Numberless, nameless, who cared? Pointlessness was freeing. Particularly because it came on the heels of trips tending to be painfully purposeful. The worst, Route 384, ferried my mother and me from Waterfield Road, near our Hill Road residence, to Santa Cruz and onward to a clinic in then leafy Ghatkopar. For physiotherapy. Mine, not hers. The scoliotic hunch I was sprouting, needed correction with a spine brace and good physio sessions. On orthopaedic legend Dr SD Mehta's recommendation, the latter were available way north there.

Despite my loathing the regimen, those bus evenings did result in postural progress. Their tedium was what wore thin the brittle, almost-an-adolescent moods. With a cultivated air of calm, I was buried in whodunits the entire way.
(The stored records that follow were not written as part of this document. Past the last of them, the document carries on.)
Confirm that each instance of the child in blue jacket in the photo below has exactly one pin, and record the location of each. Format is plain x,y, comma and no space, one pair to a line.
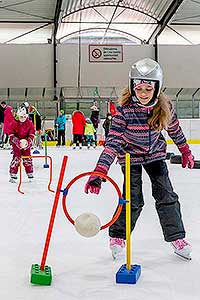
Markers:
60,124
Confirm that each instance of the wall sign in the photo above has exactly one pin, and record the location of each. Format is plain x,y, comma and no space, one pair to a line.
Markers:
105,53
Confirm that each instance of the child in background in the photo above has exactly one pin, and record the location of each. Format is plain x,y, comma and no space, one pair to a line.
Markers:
21,134
8,119
143,113
60,123
89,133
78,124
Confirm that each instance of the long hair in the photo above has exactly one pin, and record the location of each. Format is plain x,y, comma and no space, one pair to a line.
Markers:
160,115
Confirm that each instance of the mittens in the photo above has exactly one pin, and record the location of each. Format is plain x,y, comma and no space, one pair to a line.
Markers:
187,157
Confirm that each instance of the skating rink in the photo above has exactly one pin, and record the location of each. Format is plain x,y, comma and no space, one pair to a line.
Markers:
82,267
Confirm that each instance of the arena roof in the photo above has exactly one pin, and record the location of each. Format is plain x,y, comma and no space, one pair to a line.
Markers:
143,21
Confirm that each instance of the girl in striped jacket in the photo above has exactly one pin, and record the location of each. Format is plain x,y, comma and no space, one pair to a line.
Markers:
137,129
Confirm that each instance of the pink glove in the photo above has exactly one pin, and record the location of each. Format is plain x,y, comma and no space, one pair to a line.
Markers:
187,157
93,184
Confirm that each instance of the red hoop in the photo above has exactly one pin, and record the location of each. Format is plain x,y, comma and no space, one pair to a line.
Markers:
119,208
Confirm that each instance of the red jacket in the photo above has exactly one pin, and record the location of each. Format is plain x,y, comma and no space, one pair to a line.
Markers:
78,121
8,118
22,130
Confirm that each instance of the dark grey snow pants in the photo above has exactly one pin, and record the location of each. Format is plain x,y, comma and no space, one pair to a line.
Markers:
166,202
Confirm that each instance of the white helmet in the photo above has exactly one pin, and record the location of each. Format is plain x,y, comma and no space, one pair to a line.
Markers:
22,113
148,70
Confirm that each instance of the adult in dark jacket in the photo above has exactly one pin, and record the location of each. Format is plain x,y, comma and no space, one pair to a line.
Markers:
78,124
2,109
60,124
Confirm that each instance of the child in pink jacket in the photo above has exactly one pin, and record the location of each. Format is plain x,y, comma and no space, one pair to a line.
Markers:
21,134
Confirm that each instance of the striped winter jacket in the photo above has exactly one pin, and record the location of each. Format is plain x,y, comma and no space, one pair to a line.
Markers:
131,133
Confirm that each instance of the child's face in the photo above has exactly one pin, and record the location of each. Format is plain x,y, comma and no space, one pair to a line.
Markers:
144,93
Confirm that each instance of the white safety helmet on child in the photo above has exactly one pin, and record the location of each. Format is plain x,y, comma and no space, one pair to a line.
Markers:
22,113
148,71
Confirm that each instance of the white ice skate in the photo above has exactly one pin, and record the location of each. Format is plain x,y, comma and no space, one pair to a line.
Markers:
117,247
182,248
13,178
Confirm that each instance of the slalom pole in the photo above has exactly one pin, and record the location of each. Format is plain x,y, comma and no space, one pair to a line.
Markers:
128,273
53,213
128,212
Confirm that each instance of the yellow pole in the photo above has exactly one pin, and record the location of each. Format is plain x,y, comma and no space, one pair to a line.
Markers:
34,118
128,212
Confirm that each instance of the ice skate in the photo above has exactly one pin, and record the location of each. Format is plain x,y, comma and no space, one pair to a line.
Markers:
30,177
117,247
182,248
13,178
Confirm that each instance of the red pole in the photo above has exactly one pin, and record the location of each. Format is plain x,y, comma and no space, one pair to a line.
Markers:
53,213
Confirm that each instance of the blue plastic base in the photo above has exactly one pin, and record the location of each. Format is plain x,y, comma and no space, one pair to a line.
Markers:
46,166
36,152
128,276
Engrossed by the web of convoluted characters Queen of Crime, Christie, wove into her impossibly twisted plots.

With trademark fairness, Mum compensated for the dreaded Ghatkopar routine by promising a monthly ride I chose, beyond the 212 to Dadar. Turned out, we stepped a lot into No. 63 and 66, whose major draw was the layered level. That inviting top tier tugged invitingly, to soak in a sweep of panoramas framed by breeze-bent trees within brushing inches.

Among several sights in the Byculla-Parel belt I really looked forward to seeing was Gloria Church. Its slim spires traced a lace in the sky, delicately English, brilliantly angled when gazed at from the upper level. And always the typical aromas from huge bread ovens as we drove by American Express Bakery, the business Francisco Carvalho so christened as he supplied loaves to American warships touching Bombay harbour.

Mum fatigued, me fascinated, I wanted the midtown rides to continue interminably. She sighed, "Bandra's full of churches, yet we must see spires in Byculla!" Occasionally, we broke away for a salad and stew meal cooked by her Armenian classmate living across Rustom Baug. As they chatted, I joined her friend's daughter for an amble in the adjacent zoo. From a parked van in those botanical gardens we spoon-dug Kwality ice cream, scooped in white plastic balls with blue lids. In their empty shells we kept burgeoning collections of "Binaca charm" animal miniatures which were the rage, tucked into toothpaste tube boxes.

Aamchi BEST innings shortened after graduation. Recruited a sub-editor for The Illustrated Weekly, whose offices lay within the Times of India building, I reached The Old Lady of Bori Bunder on the 9.23 am Bandra-VT train. Daily, even after getting home past midnight. But, pure pleasure it was, exiting the iconic station to cross DN Road and enter the facing Indo-Saracenic gem Gostling and Morris designed. That would be another story.